First International Conference on Spoken Language Processing (ICSLP 90)
This paper addresses the problem of automatic speech recognition under Lombard and noise conditions. The main contributions include the statistical analysis of vocal tract and speech parameters under Lombard effect, and the formulation of a new speech recognition system which employs adaptive noise suppression and Lombard effect compensation front-end processors. The effects on formant location, bandwidth, and mel-cepstral parameters from noise and Lombard effect are presented. These parameters vary greatly, with significant variations across all phonemes for spectral tilt. Approximately half of all mel-cepstral parameters result in statistically significant variation from neutral.
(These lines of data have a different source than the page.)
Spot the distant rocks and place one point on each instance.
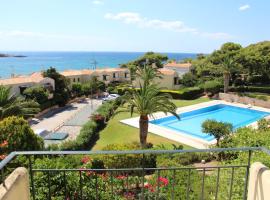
(3, 55)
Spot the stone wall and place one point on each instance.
(16, 186)
(244, 100)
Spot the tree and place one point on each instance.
(16, 135)
(228, 65)
(36, 93)
(12, 105)
(76, 89)
(61, 93)
(217, 129)
(147, 100)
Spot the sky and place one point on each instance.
(189, 26)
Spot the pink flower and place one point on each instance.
(121, 177)
(4, 144)
(86, 159)
(89, 173)
(163, 181)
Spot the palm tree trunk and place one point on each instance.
(226, 81)
(143, 130)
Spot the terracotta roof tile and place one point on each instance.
(166, 71)
(180, 65)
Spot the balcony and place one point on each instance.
(132, 175)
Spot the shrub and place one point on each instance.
(99, 119)
(107, 109)
(263, 124)
(85, 140)
(259, 89)
(188, 80)
(186, 93)
(212, 87)
(16, 135)
(76, 89)
(127, 160)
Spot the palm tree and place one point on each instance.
(11, 105)
(147, 100)
(227, 67)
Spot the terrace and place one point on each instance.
(137, 179)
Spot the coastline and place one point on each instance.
(40, 61)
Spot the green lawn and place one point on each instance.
(116, 132)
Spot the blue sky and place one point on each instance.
(131, 25)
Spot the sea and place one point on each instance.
(40, 61)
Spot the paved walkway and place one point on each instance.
(68, 119)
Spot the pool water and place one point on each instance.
(190, 122)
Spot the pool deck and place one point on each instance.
(183, 137)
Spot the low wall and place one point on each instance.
(243, 100)
(259, 182)
(46, 110)
(16, 186)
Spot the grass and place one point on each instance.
(116, 132)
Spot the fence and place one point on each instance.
(137, 179)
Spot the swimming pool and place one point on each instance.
(190, 122)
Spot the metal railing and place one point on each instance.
(141, 181)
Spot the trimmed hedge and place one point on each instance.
(212, 87)
(85, 140)
(127, 160)
(186, 93)
(260, 89)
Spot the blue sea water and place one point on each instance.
(190, 123)
(38, 61)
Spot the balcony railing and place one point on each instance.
(119, 180)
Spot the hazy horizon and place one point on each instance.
(131, 26)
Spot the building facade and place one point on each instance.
(180, 68)
(107, 75)
(19, 83)
(169, 80)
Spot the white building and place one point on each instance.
(107, 75)
(19, 83)
(180, 68)
(169, 79)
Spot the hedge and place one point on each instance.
(212, 87)
(186, 93)
(85, 140)
(260, 89)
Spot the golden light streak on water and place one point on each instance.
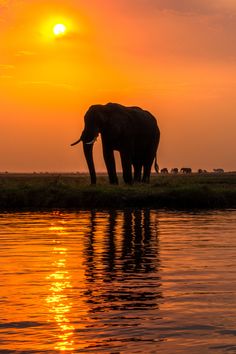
(60, 305)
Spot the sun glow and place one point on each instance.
(59, 29)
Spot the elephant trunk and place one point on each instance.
(88, 153)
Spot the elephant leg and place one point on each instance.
(137, 172)
(126, 166)
(109, 159)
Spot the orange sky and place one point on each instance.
(174, 58)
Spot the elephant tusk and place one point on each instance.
(91, 142)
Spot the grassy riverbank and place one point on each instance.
(65, 191)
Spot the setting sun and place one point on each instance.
(59, 29)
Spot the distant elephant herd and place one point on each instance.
(134, 133)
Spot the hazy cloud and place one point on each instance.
(182, 6)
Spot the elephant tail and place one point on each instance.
(156, 165)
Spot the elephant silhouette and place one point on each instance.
(130, 130)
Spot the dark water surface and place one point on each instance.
(140, 281)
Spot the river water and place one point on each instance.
(129, 281)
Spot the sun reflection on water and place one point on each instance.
(60, 305)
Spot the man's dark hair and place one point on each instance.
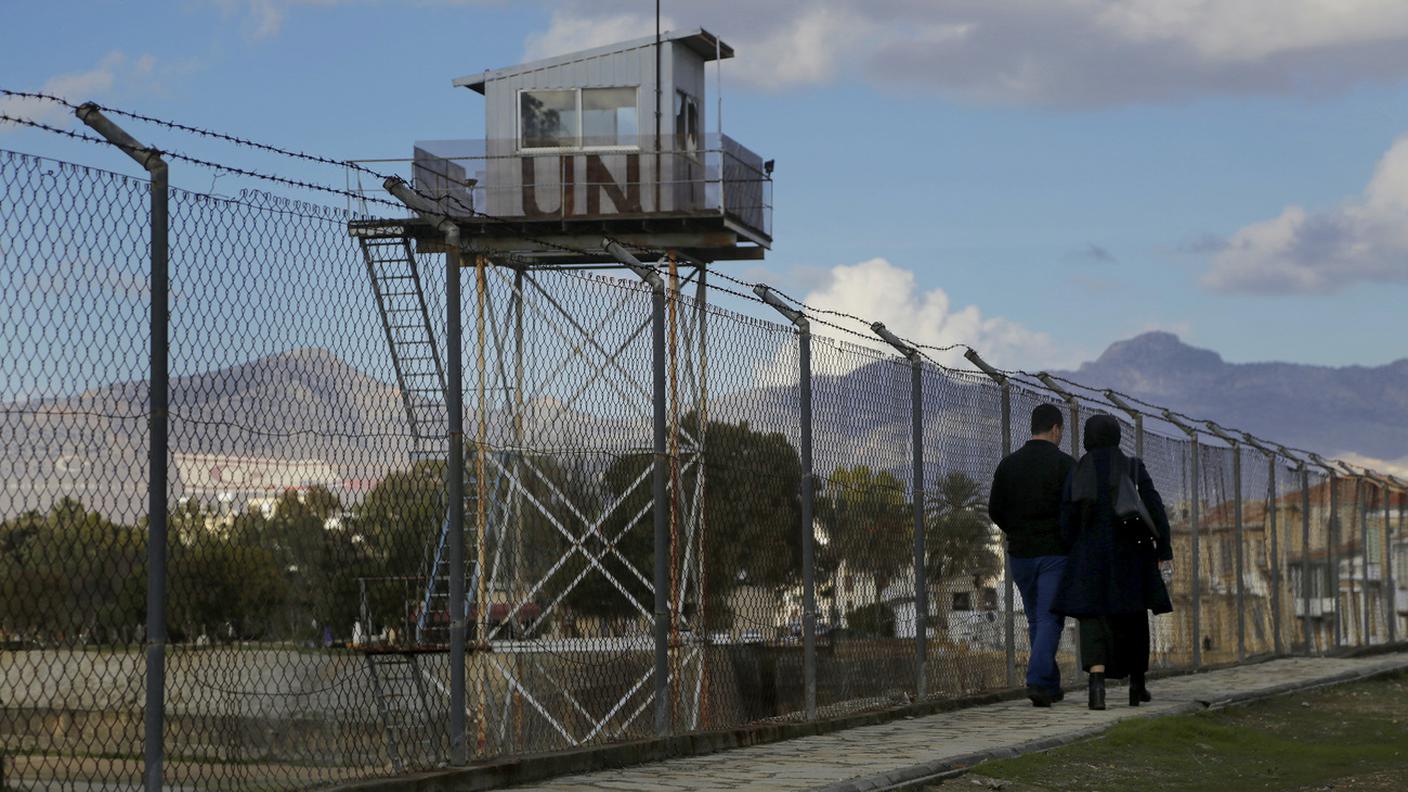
(1046, 417)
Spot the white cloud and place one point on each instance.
(569, 33)
(1308, 252)
(876, 289)
(1052, 52)
(79, 86)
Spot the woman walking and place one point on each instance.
(1120, 553)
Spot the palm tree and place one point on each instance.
(958, 536)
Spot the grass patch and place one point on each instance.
(1355, 736)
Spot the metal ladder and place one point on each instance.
(420, 372)
(403, 702)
The significance of parameter variation between noisefree and noisy Lombard conditions shifts, suggesting the need for an alternate compensation for noise-free and noisy Lombard speech. A new recognition algorithm employing noise adaptive boundary detection, noise suppression, and voiced/unvoiced Lombard compensation is presented. Observed shift in mean cepstral values from neutral can be modeled using an exponential tilt, as suggested by Chen , but that the exponential form appears to differ for each phoneme class. A new Lombard effect compensator is formulated which allows varying degrees of compensation to be placed on voiced/unvoiced speech sections. Preliminary recognition results suggest that separate compensation of voiced and unvoiced speech sections improves recognition performance by as much as 10% over no compensation.
Bibliographic reference. Hansen, John H. L. / Bria, Oscar N. (1990): "Lombard effect compensation for robust automatic speech recognition in noise", In ICSLP-1990, 1125-1128.